Sebab, hanya organisasi profesi yang benar-benar memahami konteks etik profesi dari dalam.

Keadilan dan Asas Pemerintahan yang Baik

Dalam kerangka keadilan, fungsi pembinaan dan pengawasan Pemerintah terhadap profesi harus bersifat independen dan proporsional.
Kebijakan tidak boleh mencampuri urusan etik dan moral yang menjadi domain profesi.

Menurut prinsip Asas-Asas Umum Pemerintahan yang Baik (AUPB), setiap tindakan Pemerintah harus:

* Proporsional terhadap tujuan yang ingin dicapai,

* Tidak diskriminatif,

* Transparan dan dapat dipertanggungjawabkan,

* Dan berorientasi pada kemanfaatan publik.

Dengan demikian, pembinaan dan pengawasan profesi oleh Pemerintah harus bertujuan menjaga marwah profesi dokter, bukan menguasainya.
Profesionalitas dokter tidak dapat diatur hanya dengan regulasi — tetapi harus tumbuh dari kesadaran etik dan tanggung jawab moral.

Dari Organisasi “Regulatif” ke Organisasi “Pelayanan”

Perubahan ini menuntut transformasi paradigma organisasi profesi.
Organisasi profesi tidak lagi bisa berdiri di atas otoritas “kewajiban keanggotaan”,
tetapi harus berdiri di atas kepercayaan dan kebutuhan anggotanya.

Artinya, organisasi harus berubah dari:

* “Mengatur anggota” → menjadi “Melayani anggota”,

* “Menuntut loyalitas” → menjadi

“Membangun kepercayaan”,

* “Berorientasi pada struktur” → menjadi

“Berorientasi pada manfaat.”

Perubahan paradigma ini adalah inti dari masa depan organisasi profesi.
Tanpa transformasi ini, organisasi akan ditinggalkan oleh generasi muda yang lebih kritis dan pragmatis.
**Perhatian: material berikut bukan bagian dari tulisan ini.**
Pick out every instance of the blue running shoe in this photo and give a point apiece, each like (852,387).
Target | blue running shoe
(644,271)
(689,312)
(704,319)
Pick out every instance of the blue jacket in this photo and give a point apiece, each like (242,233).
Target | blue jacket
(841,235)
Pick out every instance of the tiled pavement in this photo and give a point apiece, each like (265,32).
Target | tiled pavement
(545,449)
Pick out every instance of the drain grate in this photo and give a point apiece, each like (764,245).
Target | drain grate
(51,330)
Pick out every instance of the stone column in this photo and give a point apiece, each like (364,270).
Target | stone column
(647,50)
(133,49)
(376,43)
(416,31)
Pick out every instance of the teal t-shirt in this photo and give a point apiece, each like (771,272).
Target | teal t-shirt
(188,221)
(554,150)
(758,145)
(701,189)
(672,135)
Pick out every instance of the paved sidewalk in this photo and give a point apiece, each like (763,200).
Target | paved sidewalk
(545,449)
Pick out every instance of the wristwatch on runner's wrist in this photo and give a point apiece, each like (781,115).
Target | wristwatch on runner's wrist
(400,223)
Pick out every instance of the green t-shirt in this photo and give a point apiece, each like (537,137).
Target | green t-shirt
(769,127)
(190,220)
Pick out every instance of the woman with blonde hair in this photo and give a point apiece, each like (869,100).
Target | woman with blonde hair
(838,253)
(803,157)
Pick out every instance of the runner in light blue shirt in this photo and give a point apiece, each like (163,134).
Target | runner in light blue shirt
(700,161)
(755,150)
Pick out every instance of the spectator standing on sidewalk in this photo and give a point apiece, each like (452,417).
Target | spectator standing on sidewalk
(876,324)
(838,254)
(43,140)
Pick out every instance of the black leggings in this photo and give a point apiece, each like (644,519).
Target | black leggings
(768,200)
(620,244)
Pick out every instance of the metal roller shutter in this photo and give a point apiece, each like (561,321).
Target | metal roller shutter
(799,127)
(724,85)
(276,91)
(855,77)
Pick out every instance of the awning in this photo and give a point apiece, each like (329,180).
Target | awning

Rumah Besar: Metafora Organisasi Profesi yang Ideal

Organisasi profesi ideal bukanlah menara penguasa, melainkan rumah besar — tempat setiap anggotanya merasa memiliki dan dilindungi.

Rumah besar memiliki tiga makna penting:

1. Tempat pulang: di mana setiap dokter, muda atau senior, merasa aman dan diterima

2. Tempat tumbuh: di mana pengetahuan, etika, dan kesejahteraan berkembang bersama.

3. Tempat berjuang: di mana solidaritas sejawat menjadi kekuatan moral untuk melayani bangsa.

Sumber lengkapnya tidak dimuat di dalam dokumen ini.